例年、シーズンの開幕を告げるレースとして親しまれているツアー・ダウンアンダー。

今年は、新型コロナウイルス(COVID-19)流行の影響により、海外選手たちを招聘できなくなってしまった結果、UCIレースとしてのツアー・ダウンアンダーは中止が決定。

代わりに、国内選手のみを集めた自転車イベントして開催されたのがこのサントス・フェスティバル・オブ・サイクリングである。

 

非UCIレースとはいえ、リッチー・ポートやルーカス・ハミルトン、グレイス・ブラウンなど著名選手たちが集まり、ウィランガ・ヒルなどのダウンアンダー定番のコースも用意されている。

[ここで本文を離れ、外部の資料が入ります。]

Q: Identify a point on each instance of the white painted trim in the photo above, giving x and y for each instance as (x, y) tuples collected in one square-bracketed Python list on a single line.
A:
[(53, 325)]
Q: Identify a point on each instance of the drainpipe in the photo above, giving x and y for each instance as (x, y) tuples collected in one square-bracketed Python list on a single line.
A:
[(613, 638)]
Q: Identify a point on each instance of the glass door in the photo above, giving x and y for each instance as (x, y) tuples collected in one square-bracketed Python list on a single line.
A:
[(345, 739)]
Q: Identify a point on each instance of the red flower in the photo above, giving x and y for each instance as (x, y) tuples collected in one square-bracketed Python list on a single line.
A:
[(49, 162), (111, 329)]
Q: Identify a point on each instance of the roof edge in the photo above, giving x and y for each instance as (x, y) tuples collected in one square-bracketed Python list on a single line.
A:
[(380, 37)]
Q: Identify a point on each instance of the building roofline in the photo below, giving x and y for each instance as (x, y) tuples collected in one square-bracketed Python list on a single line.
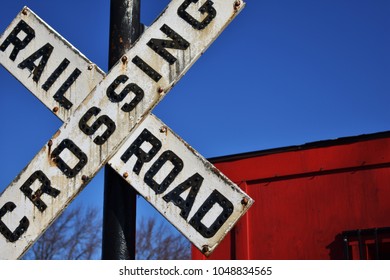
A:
[(311, 145)]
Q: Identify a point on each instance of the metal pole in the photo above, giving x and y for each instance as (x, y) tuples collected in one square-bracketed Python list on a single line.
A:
[(119, 214)]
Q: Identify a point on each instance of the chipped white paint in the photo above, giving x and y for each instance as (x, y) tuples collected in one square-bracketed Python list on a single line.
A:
[(193, 163), (90, 75), (69, 186)]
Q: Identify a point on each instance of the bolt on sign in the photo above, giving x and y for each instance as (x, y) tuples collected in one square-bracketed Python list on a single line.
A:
[(113, 124)]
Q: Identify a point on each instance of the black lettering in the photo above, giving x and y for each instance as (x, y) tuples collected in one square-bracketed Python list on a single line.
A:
[(43, 54), (135, 149), (76, 151), (59, 96), (177, 42), (227, 209), (54, 76), (44, 188), (156, 167), (5, 231), (102, 120), (194, 182), (116, 98), (207, 8), (14, 40), (146, 68)]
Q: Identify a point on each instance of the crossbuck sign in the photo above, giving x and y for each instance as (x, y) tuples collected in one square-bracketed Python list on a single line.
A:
[(107, 120)]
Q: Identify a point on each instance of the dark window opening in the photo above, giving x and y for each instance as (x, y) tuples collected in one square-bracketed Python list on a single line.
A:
[(367, 244)]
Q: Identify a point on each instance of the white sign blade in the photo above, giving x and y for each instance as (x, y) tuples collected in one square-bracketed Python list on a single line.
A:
[(46, 64), (192, 161), (184, 187), (102, 122)]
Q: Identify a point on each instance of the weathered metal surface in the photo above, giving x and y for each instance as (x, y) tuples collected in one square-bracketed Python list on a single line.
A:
[(184, 187), (75, 152), (61, 52)]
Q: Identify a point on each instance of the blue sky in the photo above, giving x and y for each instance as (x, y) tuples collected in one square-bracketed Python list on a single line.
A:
[(283, 73)]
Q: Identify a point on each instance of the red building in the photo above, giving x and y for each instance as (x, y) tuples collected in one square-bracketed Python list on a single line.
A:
[(323, 200)]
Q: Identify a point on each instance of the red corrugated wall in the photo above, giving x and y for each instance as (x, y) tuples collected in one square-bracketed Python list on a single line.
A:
[(307, 196)]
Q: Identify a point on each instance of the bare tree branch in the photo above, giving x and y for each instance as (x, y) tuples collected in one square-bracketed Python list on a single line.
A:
[(155, 241)]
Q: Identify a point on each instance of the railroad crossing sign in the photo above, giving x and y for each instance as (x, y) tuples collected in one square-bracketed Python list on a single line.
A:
[(107, 120)]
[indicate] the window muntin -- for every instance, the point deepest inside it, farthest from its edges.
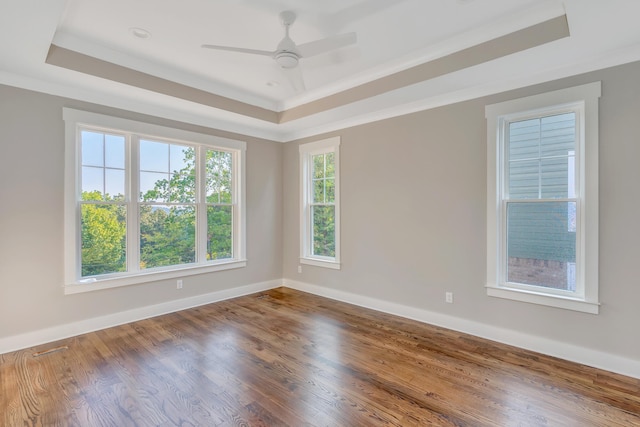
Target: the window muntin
(538, 179)
(102, 203)
(319, 243)
(542, 199)
(322, 207)
(142, 208)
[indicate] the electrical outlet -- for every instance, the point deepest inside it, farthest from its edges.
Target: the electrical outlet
(448, 297)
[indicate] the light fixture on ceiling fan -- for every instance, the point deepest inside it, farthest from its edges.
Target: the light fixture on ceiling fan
(288, 55)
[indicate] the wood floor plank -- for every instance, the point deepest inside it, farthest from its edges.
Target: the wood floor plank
(287, 358)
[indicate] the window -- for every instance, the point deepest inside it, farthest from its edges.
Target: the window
(320, 203)
(542, 209)
(142, 207)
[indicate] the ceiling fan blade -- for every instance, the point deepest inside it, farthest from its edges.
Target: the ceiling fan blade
(295, 77)
(238, 49)
(326, 45)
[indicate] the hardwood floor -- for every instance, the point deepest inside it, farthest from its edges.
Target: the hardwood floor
(285, 357)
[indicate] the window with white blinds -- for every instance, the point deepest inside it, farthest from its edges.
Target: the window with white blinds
(542, 199)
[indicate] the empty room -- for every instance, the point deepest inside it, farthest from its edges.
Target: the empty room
(319, 213)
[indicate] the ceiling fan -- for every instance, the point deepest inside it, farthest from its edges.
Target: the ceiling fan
(288, 55)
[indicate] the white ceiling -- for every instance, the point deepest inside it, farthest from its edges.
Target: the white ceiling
(392, 36)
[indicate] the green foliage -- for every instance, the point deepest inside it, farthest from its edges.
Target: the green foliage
(168, 232)
(324, 236)
(167, 220)
(323, 214)
(103, 235)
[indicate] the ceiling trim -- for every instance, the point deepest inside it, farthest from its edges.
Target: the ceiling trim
(72, 60)
(527, 38)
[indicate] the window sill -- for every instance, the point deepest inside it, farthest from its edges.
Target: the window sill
(149, 276)
(557, 301)
(320, 263)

そして、例年のツアー・ダウンアンダーがUnisaオーストラリアチームでやっているような若手有望オージーライダーの発掘を、このレースも正しく継承しており、注目の選手がまた、現れてきた。

 

今回は、この「2021年のツアー・ダウンアンダー」たるサントス・フェスティバル・オブ・サイクリング全4ステージの振り返りと、そこで現れた新たな才能について解説していく。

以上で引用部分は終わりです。